Stuff I’d have to be starving to eat/drink: coconut, cauliflour, lima beans, cole slaw, black licorice, ouzo, plain cooked spinach (looks like what I used to clean off my hook after I’d accidentally dragged my fishing lure in the muck at the bottom of a Kansas pond, and couldn’t possibly taste better),
It is true that I speak an above average amount of languages, but it’s not that impressive. In the first place, it wasn’t hard. I know people who can rummage through any random kitchen and, without visible effort, conceive and present incredible meals. I know people who can’t spell, but who just intuitively know the plant and animal worlds. I know mechanics who can’t write, but who feel auto repairs somewhere in a part of the brain I lack. My gift may be less common (or more likely less commonly discovered), but it’s no more special.
I am immune to a need to remain current with fashion, pop culture, etc. I lived in Seattle during the early 1990s, even doing accounting work related to some major artists, without knowing what grunge even was. On the day I was authoring this para, Alan Rickman passed away. My Facebook wall erupted in waves of grief, and I had to ask around to find out who he was. Several months passed between that day and today, when I am giving it a final once-over, and I have already forgotten who they told me he was.
I am also immune to the idea that some living combinations are so fundamentally odd that they are impermissible. Today is a good example. In sweats and a t-shirt, I pulled into a burger bar. I ate my cheeseburger and onion rings while reading a book about Mycenaean Greek culture, which was especially interesting to me because the author had worked with Michael Ventris. Michael Ventris was to Mycenaean studies as Einstein was to physics. The notion that I shouldn’t be reading a book while I eat lunch, much less a book on such a subject while eating that sort of lunch, is alien to my mind. Reading is allowed at any time when one is not operating a vehicle. Note that being stopped at a light does not count as vehicle operation until the vehicles begin to move.
I watch trashy reality shows. I intended to say that I watch the trashiest ones I can find, but that’s not true, since I don’t watch Jersey Shore or anything Kardashey. Just some of the trashiest ones.

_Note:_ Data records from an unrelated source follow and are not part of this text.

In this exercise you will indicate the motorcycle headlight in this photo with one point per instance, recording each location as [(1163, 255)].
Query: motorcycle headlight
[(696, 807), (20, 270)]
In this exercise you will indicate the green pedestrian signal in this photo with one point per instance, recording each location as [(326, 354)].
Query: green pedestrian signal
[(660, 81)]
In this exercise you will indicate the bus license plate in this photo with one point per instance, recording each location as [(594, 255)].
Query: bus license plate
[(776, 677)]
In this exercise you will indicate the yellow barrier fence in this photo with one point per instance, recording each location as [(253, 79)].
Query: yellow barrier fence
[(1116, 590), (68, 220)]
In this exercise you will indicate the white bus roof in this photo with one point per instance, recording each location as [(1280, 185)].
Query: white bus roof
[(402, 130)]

My life was first threatened, with a weapon drawn, at five. It wasn’t that traumatic. Happened again in college. That also wasn’t that traumatic. I gain more PTSD from ten seconds in the dentist’s waiting room than I ever did from mortal physical danger.

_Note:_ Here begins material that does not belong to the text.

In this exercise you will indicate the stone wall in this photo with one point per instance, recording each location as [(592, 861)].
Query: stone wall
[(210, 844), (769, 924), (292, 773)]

I attended a grade school in which Biblical guidance induced the principal to lash us with a 1/2″ rod for misbehavior. It wasn’t that traumatic. Pisses me off, and if I ever find that principal still alive he’s due for a bad day, but it’s not like I need trigger warnings or other such nannying.
The worst job I ever had was cleaning up a basement full of dog turds. It was also my first full-time job in the working world. I had been told I was being hired to paint a house. Thereby was my view of employers formed for life.
I don’t remember learning to read. Reading was just something I had always known, or so it seemed. In reality, my mother taught me. When I got to kindergarten, and even first grade, it stunned my little brain to realize that some children could not read. I did not understand how it could be. Want to see me doff my hat to someone? Show me an older adult who grew up illiterate and now seeks to learn to read. I find the entire concept inspiring.
No matter how hard you try, you will be unable to imagine the sheer awfulness of some of the writing my profession has forced me to see. And that’s all right.